Intense Battle Looms over NCLB

Published February 1, 2006

No Child Left Behind (NCLB), which marked its fourth birthday January 8, is likely to provoke increasingly intense debate on Capitol Hill throughout 2006. Amid ever-shifting political dynamics, it will be up for congressional reauthorization in 2007. Many questions will arise–indeed, already have–including:

  • Is this latest version of the mammoth education law–originally enacted in 1965 as the Elementary and Secondary Education Act–making enough of a difference in closing the achievement gap for minority-group children?
  • Is it imposing unreasonable demands on state and local school systems?
  • Or is the opposite true: Does NCLB let localities “game” test results to show themselves in the best possible light?

Standards a Concern

NCLB requires states to test children in reading and math annually in grades 3-8 and once in high school. However, in keeping with the principle of federalism, it allows the states to set their own standards and adopt their own tests. Some critics believe this ensures a race to the bottom as states and localities demand less from students in order to avoid having many schools officially designated as “in need of improvement.”

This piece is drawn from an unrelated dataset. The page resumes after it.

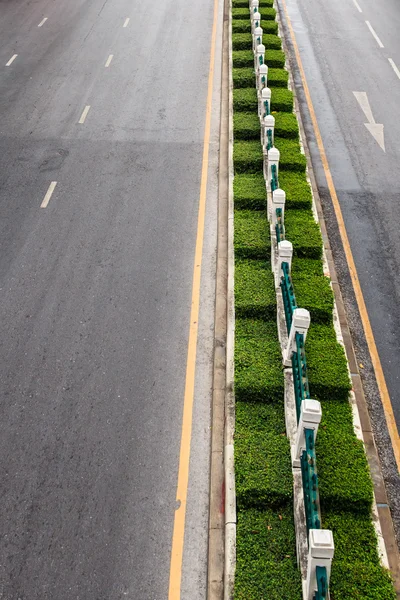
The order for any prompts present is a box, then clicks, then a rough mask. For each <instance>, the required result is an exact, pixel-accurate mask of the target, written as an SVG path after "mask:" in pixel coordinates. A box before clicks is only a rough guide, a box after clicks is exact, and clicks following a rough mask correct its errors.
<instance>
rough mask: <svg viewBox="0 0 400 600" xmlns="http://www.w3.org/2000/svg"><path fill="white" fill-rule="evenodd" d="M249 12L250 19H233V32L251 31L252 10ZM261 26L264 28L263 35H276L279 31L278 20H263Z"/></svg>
mask: <svg viewBox="0 0 400 600" xmlns="http://www.w3.org/2000/svg"><path fill="white" fill-rule="evenodd" d="M248 14H249V18H248V19H245V18H243V17H241V18H235V19H233V21H232V33H251V23H250V12H249V13H248ZM261 27H262V30H263V36H264V35H265V34H270V33H272V34H274V35H276V34H277V33H278V23H277V22H276V21H266V20H261Z"/></svg>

U.S. Education Secretary Margaret Spellings is willing to be flexible in regulatory enforcement, so long as states remain faithful to NCLB goals. On November 18, she announced a key concession: a pilot project allowing up to 10 states to use a “growth model” showing the improvements individual students are making year to year, rather than measuring them against an absolute benchmark.

Some analysts believe such a “value-added” approach is a fair way to measure progress, but others worry it would lower expectations for disadvantaged children.

All of which leads to even bigger questions: Should NCLB make way for national standards and national tests, such as former president Bill Clinton sought during his administration? Or should the nation stay the course with NCLB, which requires all pupils to be proficient in reading and math skills by 2013?

Choice Progress Slow

Finally, what about school choice? A recent report, “School Choice for Student Success,” published by the U.S. Education Department’s Office of Innovation and Improvement, reminded us that public school choice is supposed to have a significant role under the current NCLB. Any child in a school serving a high percentage of students from low-income homes that a state has found to be “in need of improvement” becomes eligible to move to a different public school in the same district.

“A child does not have to come from a low-income family to take part in public school choice,” the authors noted. “In some cases, children may also be able to move to a school outside of their home district.”

However, until moved by the Hurricane Katrina catastrophe, Congress was slow to recognize the power of unlimited school choice to bring educational opportunity to all, regardless of location or status. Will the new NCLB build on that principle, or back away from it?


Robert Holland ([email protected]) is a policy analyst for the Lexington Institute in Arlington, Virginia.